Help for the selected tool can be accessed using the help=T option. Note that -h, -help or help alone will trigger the SLiMSuite help (this!). As -help or help will also set help=T, these commands will trigger both the SLiMSuite help and the selected program help (unless over-ruled by help=F). An explicit help=T command will only trigger the selected program help.

Running SLiMSuite should also try importing all the main SLiMSuite modules, testing for download errors etc.

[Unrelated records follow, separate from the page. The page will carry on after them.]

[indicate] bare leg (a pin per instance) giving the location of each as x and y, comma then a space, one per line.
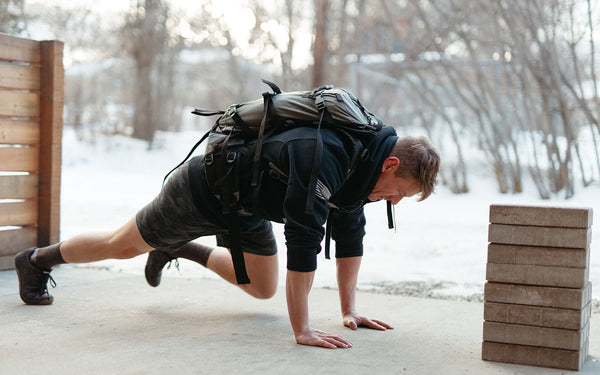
262, 271
126, 242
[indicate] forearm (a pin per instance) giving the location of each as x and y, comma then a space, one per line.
298, 286
347, 276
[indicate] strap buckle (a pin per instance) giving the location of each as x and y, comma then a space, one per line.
230, 157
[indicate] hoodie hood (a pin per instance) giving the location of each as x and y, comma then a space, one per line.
361, 183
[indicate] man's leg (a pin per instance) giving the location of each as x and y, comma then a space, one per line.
34, 265
262, 269
126, 242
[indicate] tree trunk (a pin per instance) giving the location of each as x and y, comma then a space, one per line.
320, 43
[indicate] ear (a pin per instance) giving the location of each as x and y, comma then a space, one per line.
390, 164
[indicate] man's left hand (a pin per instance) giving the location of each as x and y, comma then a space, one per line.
354, 320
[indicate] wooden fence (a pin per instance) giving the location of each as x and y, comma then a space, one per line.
31, 107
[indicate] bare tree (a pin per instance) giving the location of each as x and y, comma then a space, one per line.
12, 17
154, 49
320, 42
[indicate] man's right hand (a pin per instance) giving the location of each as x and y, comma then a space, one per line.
315, 337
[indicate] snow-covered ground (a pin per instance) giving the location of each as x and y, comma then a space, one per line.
442, 240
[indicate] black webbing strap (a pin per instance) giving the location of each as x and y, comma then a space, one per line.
261, 134
312, 185
328, 238
391, 219
237, 255
191, 151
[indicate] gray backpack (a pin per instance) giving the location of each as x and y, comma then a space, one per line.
276, 111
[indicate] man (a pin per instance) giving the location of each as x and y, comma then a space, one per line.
187, 209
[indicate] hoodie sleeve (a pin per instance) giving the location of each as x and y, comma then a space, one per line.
348, 230
304, 232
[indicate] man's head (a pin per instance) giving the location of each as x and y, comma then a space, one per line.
410, 169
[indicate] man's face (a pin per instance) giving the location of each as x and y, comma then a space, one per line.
392, 188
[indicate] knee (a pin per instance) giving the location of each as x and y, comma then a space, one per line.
124, 250
264, 291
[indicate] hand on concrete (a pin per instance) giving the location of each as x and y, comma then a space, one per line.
315, 337
354, 320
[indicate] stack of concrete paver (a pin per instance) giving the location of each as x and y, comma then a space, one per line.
537, 296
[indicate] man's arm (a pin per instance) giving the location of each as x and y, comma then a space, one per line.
347, 276
298, 286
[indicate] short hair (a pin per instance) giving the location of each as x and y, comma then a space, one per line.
419, 160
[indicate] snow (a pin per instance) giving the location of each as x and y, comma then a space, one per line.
440, 240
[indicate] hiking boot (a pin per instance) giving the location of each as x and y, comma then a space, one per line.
33, 280
154, 265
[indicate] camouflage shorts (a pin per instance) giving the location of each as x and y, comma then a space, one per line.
171, 220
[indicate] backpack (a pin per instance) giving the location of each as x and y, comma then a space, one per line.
277, 111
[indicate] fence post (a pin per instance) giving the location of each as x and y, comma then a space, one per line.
51, 112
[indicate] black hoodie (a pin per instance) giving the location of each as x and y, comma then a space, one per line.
292, 153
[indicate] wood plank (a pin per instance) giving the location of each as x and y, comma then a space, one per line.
19, 49
15, 240
19, 76
562, 217
537, 275
51, 114
19, 213
537, 315
19, 104
539, 256
19, 132
546, 296
536, 336
577, 238
19, 159
19, 187
535, 356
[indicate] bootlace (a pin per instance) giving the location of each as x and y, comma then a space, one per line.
48, 277
175, 262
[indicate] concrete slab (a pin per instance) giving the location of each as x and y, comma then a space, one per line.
539, 256
546, 296
113, 323
564, 217
564, 277
539, 236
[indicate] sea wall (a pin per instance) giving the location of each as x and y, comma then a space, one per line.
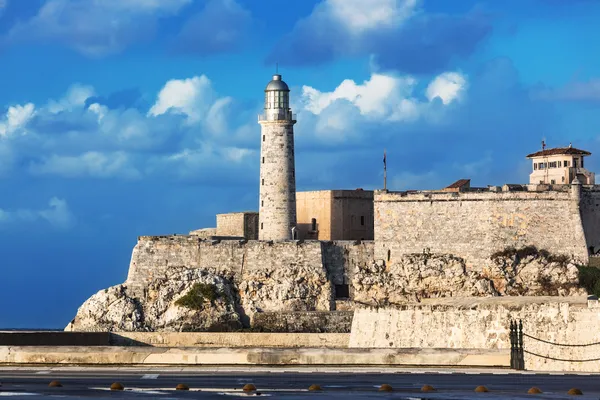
483, 323
474, 225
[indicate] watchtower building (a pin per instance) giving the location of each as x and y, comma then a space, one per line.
277, 208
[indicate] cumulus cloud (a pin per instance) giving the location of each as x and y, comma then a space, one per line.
191, 97
16, 119
95, 27
379, 99
79, 135
91, 163
448, 86
397, 33
57, 214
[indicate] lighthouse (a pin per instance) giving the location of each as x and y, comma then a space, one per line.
277, 208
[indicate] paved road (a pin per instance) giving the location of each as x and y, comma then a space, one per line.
289, 383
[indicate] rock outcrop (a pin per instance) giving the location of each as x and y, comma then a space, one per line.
523, 272
416, 276
231, 307
116, 309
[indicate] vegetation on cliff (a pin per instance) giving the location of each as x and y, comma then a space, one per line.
589, 279
198, 295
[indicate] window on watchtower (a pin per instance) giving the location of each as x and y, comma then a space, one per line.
342, 291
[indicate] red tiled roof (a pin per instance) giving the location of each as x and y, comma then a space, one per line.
459, 183
559, 151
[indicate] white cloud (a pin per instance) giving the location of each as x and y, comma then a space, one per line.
16, 118
360, 15
95, 27
374, 97
383, 97
448, 86
92, 163
192, 97
57, 214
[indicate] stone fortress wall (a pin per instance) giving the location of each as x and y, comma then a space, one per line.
475, 224
468, 225
154, 256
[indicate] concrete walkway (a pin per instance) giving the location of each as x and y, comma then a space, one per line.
147, 355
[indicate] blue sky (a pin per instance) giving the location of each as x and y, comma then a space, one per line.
121, 118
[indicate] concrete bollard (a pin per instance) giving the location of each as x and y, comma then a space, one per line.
249, 387
386, 388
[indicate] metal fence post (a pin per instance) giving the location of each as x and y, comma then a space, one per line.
513, 346
521, 353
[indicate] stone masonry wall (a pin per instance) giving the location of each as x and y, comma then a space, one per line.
277, 214
154, 255
590, 214
231, 224
474, 225
483, 323
343, 257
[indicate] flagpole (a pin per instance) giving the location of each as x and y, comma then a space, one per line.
384, 171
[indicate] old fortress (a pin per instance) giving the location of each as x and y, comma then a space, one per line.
340, 230
307, 261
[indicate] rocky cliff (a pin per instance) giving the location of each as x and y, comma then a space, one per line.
524, 272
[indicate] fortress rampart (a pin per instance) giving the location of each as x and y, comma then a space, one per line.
475, 224
153, 256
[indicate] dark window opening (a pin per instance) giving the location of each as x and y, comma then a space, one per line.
342, 291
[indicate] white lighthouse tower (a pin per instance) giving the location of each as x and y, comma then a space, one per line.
277, 215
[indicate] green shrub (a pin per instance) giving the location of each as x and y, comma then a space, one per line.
198, 295
589, 279
530, 251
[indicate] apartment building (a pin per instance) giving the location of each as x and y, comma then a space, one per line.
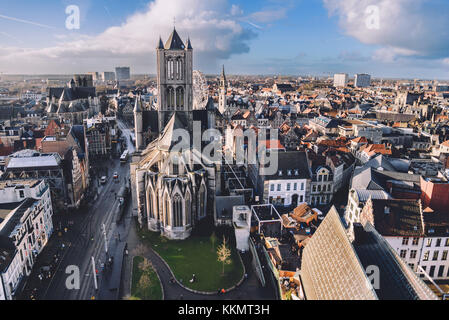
25, 227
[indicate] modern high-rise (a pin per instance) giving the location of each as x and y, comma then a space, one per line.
362, 80
223, 90
108, 76
340, 79
122, 73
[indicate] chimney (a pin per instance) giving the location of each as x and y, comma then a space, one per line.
360, 235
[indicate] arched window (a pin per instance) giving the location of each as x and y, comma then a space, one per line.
177, 211
150, 204
202, 206
167, 211
188, 209
170, 98
179, 98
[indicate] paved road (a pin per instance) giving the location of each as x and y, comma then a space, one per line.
84, 239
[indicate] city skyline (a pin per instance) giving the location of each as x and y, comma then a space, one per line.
269, 37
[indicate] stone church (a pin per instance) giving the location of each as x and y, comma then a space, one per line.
172, 190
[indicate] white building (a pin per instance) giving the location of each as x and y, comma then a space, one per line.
340, 79
362, 80
241, 219
420, 238
107, 76
291, 183
122, 73
25, 227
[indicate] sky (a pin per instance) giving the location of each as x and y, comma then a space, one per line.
385, 38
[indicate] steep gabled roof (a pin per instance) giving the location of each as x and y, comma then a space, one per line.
174, 42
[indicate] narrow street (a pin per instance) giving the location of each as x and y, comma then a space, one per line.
83, 240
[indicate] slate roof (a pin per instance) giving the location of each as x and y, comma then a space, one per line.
396, 280
404, 217
174, 42
330, 268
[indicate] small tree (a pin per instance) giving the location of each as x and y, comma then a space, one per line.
213, 239
140, 250
223, 253
145, 265
144, 282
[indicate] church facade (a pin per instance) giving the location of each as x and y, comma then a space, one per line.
172, 190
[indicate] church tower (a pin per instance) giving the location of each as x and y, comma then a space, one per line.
175, 80
138, 123
223, 91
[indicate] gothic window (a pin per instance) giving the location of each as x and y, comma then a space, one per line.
150, 204
170, 98
179, 98
188, 209
177, 211
202, 206
167, 210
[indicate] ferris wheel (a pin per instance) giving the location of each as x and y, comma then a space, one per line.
200, 91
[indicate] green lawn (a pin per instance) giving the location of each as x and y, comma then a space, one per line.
152, 290
196, 255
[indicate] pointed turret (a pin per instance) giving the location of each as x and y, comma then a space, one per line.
138, 104
223, 75
189, 45
161, 44
174, 42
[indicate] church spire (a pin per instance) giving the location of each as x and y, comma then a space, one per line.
189, 45
161, 44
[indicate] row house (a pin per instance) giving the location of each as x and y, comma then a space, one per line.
101, 136
420, 237
25, 227
289, 186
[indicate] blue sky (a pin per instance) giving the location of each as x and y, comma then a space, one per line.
296, 37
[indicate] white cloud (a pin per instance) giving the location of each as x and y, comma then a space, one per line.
214, 35
268, 15
405, 27
236, 10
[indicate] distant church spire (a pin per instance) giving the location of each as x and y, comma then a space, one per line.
161, 44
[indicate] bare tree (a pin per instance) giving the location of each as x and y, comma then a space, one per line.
145, 265
224, 253
140, 250
213, 239
144, 281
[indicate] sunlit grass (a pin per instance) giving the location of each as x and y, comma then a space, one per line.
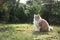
27, 32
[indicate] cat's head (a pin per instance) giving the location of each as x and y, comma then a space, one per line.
36, 17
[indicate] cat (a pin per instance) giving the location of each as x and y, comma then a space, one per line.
41, 24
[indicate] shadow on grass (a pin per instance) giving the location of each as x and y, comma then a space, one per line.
40, 33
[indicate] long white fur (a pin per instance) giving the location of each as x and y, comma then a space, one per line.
37, 22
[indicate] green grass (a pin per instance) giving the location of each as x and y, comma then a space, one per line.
27, 32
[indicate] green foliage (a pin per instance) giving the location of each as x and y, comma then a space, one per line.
11, 11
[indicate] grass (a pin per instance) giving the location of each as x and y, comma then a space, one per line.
27, 32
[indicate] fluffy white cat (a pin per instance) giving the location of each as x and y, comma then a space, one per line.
41, 24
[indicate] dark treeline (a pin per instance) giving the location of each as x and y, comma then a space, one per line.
11, 11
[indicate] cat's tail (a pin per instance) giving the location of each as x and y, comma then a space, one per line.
50, 28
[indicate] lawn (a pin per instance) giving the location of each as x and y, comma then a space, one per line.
27, 32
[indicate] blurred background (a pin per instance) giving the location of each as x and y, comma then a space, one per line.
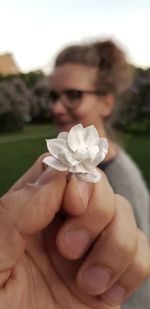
31, 34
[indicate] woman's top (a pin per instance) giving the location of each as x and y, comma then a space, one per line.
126, 179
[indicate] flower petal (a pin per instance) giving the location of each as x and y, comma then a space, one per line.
56, 146
91, 136
67, 157
78, 169
75, 138
94, 176
54, 163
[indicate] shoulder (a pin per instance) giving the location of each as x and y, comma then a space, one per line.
126, 179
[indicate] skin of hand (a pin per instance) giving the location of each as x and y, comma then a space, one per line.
66, 244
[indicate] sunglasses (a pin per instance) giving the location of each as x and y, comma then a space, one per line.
71, 97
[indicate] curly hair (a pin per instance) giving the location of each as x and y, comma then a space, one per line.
113, 71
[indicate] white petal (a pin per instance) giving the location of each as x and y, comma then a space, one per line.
92, 164
63, 135
56, 145
78, 169
94, 176
91, 136
75, 138
67, 157
54, 163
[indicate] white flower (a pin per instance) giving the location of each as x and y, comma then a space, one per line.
78, 152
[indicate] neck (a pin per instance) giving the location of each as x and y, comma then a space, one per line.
112, 147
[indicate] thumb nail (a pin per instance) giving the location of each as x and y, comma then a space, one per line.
84, 189
46, 176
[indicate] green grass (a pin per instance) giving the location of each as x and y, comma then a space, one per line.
138, 147
18, 151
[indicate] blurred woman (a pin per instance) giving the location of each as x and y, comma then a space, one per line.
85, 85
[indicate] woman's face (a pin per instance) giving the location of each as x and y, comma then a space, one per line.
71, 107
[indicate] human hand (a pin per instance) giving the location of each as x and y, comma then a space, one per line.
34, 271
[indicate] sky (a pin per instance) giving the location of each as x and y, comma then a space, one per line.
34, 31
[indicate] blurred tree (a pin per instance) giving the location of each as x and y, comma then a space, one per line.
14, 105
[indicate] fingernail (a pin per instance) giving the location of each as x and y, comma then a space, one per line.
76, 242
115, 295
94, 280
84, 189
46, 176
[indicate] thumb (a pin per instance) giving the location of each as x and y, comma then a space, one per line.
34, 206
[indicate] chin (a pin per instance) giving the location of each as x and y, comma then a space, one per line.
64, 126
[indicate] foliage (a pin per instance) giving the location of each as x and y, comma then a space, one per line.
14, 105
19, 150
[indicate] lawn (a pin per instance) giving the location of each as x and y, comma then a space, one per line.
19, 150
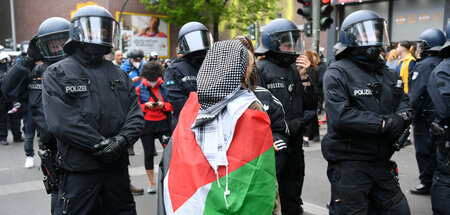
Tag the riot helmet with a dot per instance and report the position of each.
(363, 29)
(445, 51)
(281, 36)
(24, 47)
(136, 54)
(52, 34)
(194, 37)
(430, 40)
(93, 25)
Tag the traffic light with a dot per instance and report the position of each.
(251, 31)
(325, 13)
(8, 42)
(306, 10)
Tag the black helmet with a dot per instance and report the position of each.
(193, 37)
(136, 54)
(363, 28)
(431, 40)
(24, 47)
(281, 36)
(445, 51)
(52, 34)
(95, 25)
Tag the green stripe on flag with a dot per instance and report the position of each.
(252, 188)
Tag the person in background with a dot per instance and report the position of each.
(5, 106)
(406, 62)
(392, 59)
(151, 97)
(133, 65)
(312, 129)
(118, 58)
(153, 29)
(429, 45)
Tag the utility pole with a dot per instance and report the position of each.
(316, 25)
(13, 24)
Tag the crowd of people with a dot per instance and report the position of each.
(232, 120)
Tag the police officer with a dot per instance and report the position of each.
(133, 65)
(283, 73)
(194, 40)
(438, 89)
(367, 111)
(91, 107)
(23, 82)
(428, 47)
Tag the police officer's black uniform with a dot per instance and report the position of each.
(439, 91)
(430, 43)
(367, 111)
(180, 77)
(91, 107)
(278, 74)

SLiMSuite tools recognised by prog=X:

CompariMotif. A unique motif-motif comparison tool for identifying similar SLiMs. Used for clustering results of predictions and identifying known motifs.
GABLAM. BLAST-based protein similarity scoring and clustering. Used for (Q)SLiMFinder and SLiMProb adjustments for evolutionary relationships.
GOPHER. Automated orthologue prediction and alignment algorithm. Used for conservation-based masking ((Q)SLiMFinder/SLiMProb) and prediction (SLiMPrints).
PeptCluster = Peptide alignment, pairwise distance and clustering tool.
QSLiMFinder. Query-based variant of SLiMFinder with increased sensitivity and specificity, ideal for SLiM discovery from host-pathogen interactions or where at least one interaction is established experimentally.
SLiMBench = SLiM discovery benchmarking tool.
SLiMCore = SLiMSuite core module with MegaSLiM and UPC functions for pregenerating (Q)SLiMFinder and SLiMProb data.
SLiMFarmer. SLiMSuite wrapper for multi-threaded batch processing.
SLiMFinder. The first de novo SLiM prediction based on a statistical model of over-represented motifs in unrelated proteins. Repeatedly achieves the greatest specificity in benchmarking.
SLiMList = Short Linear Motif manipulation, filtering and reformatting module.
SLiMMaker. A simple tool for converting aligned peptides or SLiM occurrences into a regular expression motif.
SLiMMutant = Short Linear Motif Mutation Analysis Tool. (Development only and currently unsupported.)
SLiMParser. SLiMSuite wrapper for generating and retrieving SLiMSuite REST server jobs.
SLiMProb. Unique tool providing biological context (disorder & conservation) for searches of pre-defined SLiMs along with under- and over-representation statistics, correcting for evolutionary relationships. Formerly called SLiMSearch 1.x but renamed to avoid confusion with SLiMSearch2.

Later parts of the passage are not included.